Rogério Onofre, libertado por Gilmar Mendes, está foragido após nova ordem de prisão

O ex-presidente do Departamento de Transportes Rodoviários do Rio de Janeiro (Detro) Rogério Onofre é considerado foragido pela Justiça. Nesta sexta-feira, o juiz Marcelo Bretas, da 7ª Vara Federal Criminal do Rio e responsável por julgar os casos da Lava-Jato no Rio, mandou prender novamente Onofre, que havia sido solto ontem por decisão do ministro Gilmar Mendes, do Supremo Tribunal Federal (STF). O ex-presidente do Detro não foi encontrado nem na casa dele em Paraíba do Sul (RJ) e nem em Florianópolis, onde foi preso em julho. A Polícia Federal Já enviou alertas para os aeroportos, rodoviárias e PRF.




A defesa afirmou que Rogério Onofre vai se apresentar espontaneamente no sábado. O advogado de Onofre, Yuri Sahione, informou que vai recorrer da decisão. Ele argumenta que que os motivos não são novos e remontam a fatos anteriores à primeira prisão, o que contraria a jurisprudencia da segunda turma do STF, da qual Gilmar Mendes faz parte.

Gilmar havia substituído a prisão preventiva de Onofre pelo recolhimento domiciliar, retenção de passaporte e proibição de contato com outros investigados na ação. O Ministério Público Federal (MPF) havia pedido a nova prisão de Onofre, afirmando que ele ameaçou dois empresários também investigados na Operação Ponto Final.

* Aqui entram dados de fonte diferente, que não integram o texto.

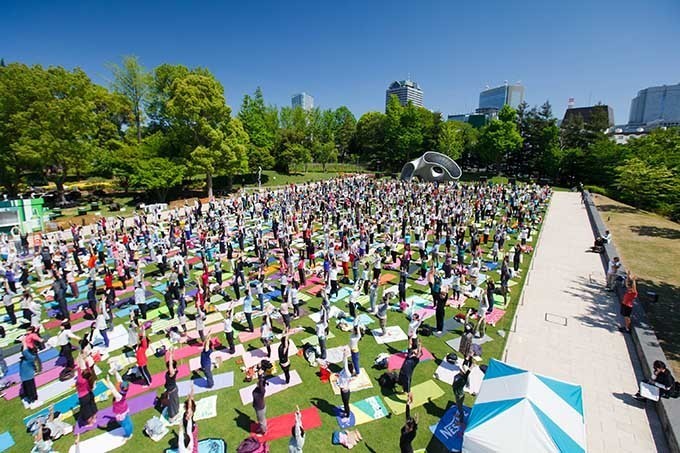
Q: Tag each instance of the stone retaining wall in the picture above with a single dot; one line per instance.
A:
(644, 337)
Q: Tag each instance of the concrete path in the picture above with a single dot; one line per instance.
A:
(567, 328)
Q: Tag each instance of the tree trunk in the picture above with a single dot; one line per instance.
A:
(208, 184)
(60, 190)
(138, 121)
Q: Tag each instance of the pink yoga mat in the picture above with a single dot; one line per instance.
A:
(244, 337)
(43, 378)
(276, 385)
(494, 316)
(105, 416)
(395, 361)
(157, 380)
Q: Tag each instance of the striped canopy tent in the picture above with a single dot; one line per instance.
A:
(520, 411)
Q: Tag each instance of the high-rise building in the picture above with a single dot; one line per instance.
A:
(495, 98)
(406, 91)
(656, 106)
(302, 100)
(587, 113)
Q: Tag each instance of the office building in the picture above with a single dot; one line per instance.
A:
(493, 99)
(656, 106)
(406, 91)
(303, 100)
(587, 113)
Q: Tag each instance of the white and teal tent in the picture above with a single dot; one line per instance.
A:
(520, 411)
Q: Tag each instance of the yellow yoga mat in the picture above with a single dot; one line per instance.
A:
(421, 393)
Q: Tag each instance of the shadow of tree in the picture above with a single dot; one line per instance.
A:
(652, 231)
(616, 208)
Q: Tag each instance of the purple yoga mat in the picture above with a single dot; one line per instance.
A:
(48, 375)
(105, 416)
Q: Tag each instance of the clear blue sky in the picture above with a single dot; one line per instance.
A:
(346, 53)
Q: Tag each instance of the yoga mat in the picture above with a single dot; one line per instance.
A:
(357, 383)
(395, 361)
(336, 354)
(449, 431)
(368, 409)
(246, 336)
(344, 422)
(106, 416)
(275, 385)
(6, 441)
(254, 357)
(157, 380)
(66, 406)
(495, 316)
(421, 394)
(280, 426)
(393, 333)
(221, 381)
(217, 357)
(446, 372)
(211, 445)
(104, 442)
(314, 340)
(455, 343)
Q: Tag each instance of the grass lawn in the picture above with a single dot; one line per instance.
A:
(232, 421)
(650, 247)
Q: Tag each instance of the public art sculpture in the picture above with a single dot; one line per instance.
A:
(431, 167)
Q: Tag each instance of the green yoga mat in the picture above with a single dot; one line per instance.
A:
(421, 393)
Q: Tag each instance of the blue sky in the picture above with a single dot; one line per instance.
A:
(346, 53)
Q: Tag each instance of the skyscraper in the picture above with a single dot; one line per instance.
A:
(659, 106)
(303, 100)
(495, 98)
(405, 91)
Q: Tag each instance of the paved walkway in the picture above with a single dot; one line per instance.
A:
(589, 350)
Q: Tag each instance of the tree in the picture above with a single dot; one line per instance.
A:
(370, 137)
(325, 153)
(253, 115)
(451, 140)
(645, 186)
(59, 128)
(200, 116)
(345, 125)
(132, 81)
(157, 174)
(499, 137)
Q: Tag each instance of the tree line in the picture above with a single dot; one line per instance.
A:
(154, 130)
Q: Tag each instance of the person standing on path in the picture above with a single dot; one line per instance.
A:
(297, 438)
(627, 302)
(258, 402)
(344, 380)
(409, 430)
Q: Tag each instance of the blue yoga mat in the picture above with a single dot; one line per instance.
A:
(66, 404)
(45, 355)
(6, 441)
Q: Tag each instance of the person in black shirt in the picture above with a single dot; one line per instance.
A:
(409, 430)
(409, 366)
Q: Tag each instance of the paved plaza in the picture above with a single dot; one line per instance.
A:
(567, 328)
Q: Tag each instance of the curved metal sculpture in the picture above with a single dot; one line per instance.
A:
(431, 167)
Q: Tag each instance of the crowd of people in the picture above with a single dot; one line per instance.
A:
(341, 233)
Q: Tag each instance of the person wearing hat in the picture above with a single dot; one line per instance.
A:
(120, 406)
(459, 382)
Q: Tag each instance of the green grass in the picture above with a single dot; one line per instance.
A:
(650, 247)
(382, 435)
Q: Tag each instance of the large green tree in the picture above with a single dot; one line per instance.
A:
(262, 132)
(499, 138)
(132, 81)
(200, 117)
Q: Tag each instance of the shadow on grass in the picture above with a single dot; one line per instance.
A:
(324, 406)
(652, 231)
(617, 208)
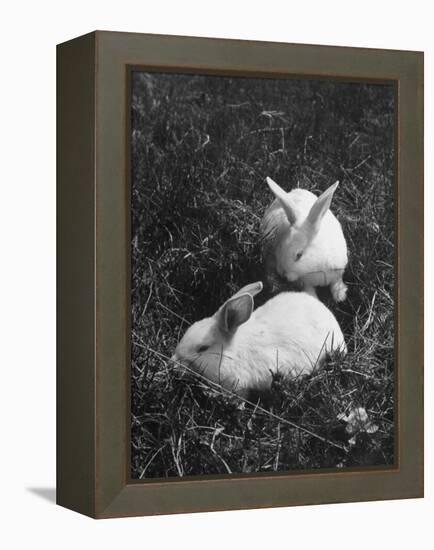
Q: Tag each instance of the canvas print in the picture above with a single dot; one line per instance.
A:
(262, 275)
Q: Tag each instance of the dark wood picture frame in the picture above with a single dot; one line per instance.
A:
(93, 275)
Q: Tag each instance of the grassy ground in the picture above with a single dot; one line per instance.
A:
(201, 149)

Bretas disse que as ameaças são “gravíssimas”, mas que deixou de apreciar o requerimento para que Gilmar tenha ciência dos fatos. Em um ofício, o ministro do STF decidiu que a reponsabilidade sobre a nova prisão de Onofre era do juiz Bretas, que, então, decretou a nova prisão.




As ameaças do ex-presidente do Detro, segundo a investigação, foram feitas contra os empresários Guilherme Vialle e Nuno Coelho, detidos em um desdobramento da operação. O MPF teve acesso a um áudio enviado por Onofre a Vialle, antes de ser preso. Na gravação, Onofre afirma que Vialle e Coelho “ainda não morreram” em função de supostas dívidas que os empresários teriam com ele. A defesa de Onofre negou que ele tenha feito ameaças aos empresários.

“Vocês não estão tendo noção do que eu estou passando, nem do que vocês me devem. Eu não sei o que está havendo com vocês. Vocês não estão acreditando, rapaz, na sorte. Vocês ainda não foram… morreram ainda porque eu quero receber, mermão. Agora eu tô percebendo que vocês não vão pagar mesmo, aí então… nós vamos resolver isso…”, disse Onofre.

O ex-presidente do Detro foi preso na Operação Ponto Final, em julho, e virou réu, acusado de receber R$ 43,4 milhões entre 2010 e 2016.

Na quinta-feira, procuradores e juízes presentes ao ato de apoio a Bretas cobraram que a presidente do STF, ministra Cármen Lúcia, se manifeste sobre os atos recentes de Gilmar. O presidente da Associação dos Juízes Federais (Ajufe), Roberto Velloso, reivindicou que a ministra saia em defesa do juiz da Lava-Jato do Rio, que foi criticado recentemente por Gilmar. Após o magistrado determinar novamente a prisão de Jacob Barata Filho, que havia sido solto por uma decisão do ministro do STF, Gilmar classificou o fato como “atípico” e afirmou que “em geral, é o cachorro que abana o rabo, não o rabo que abana o cachorro”. A procuradora Maria Cristina Cordeiro, representante da Associação Nacional dos Procuradores da República (ANPR), foi mais incisiva e cobrou que Cármen leve ao plenário a análise do pedido de suspeição de Gilmar apresentado pela Procuradoria-Geral da República (PGR).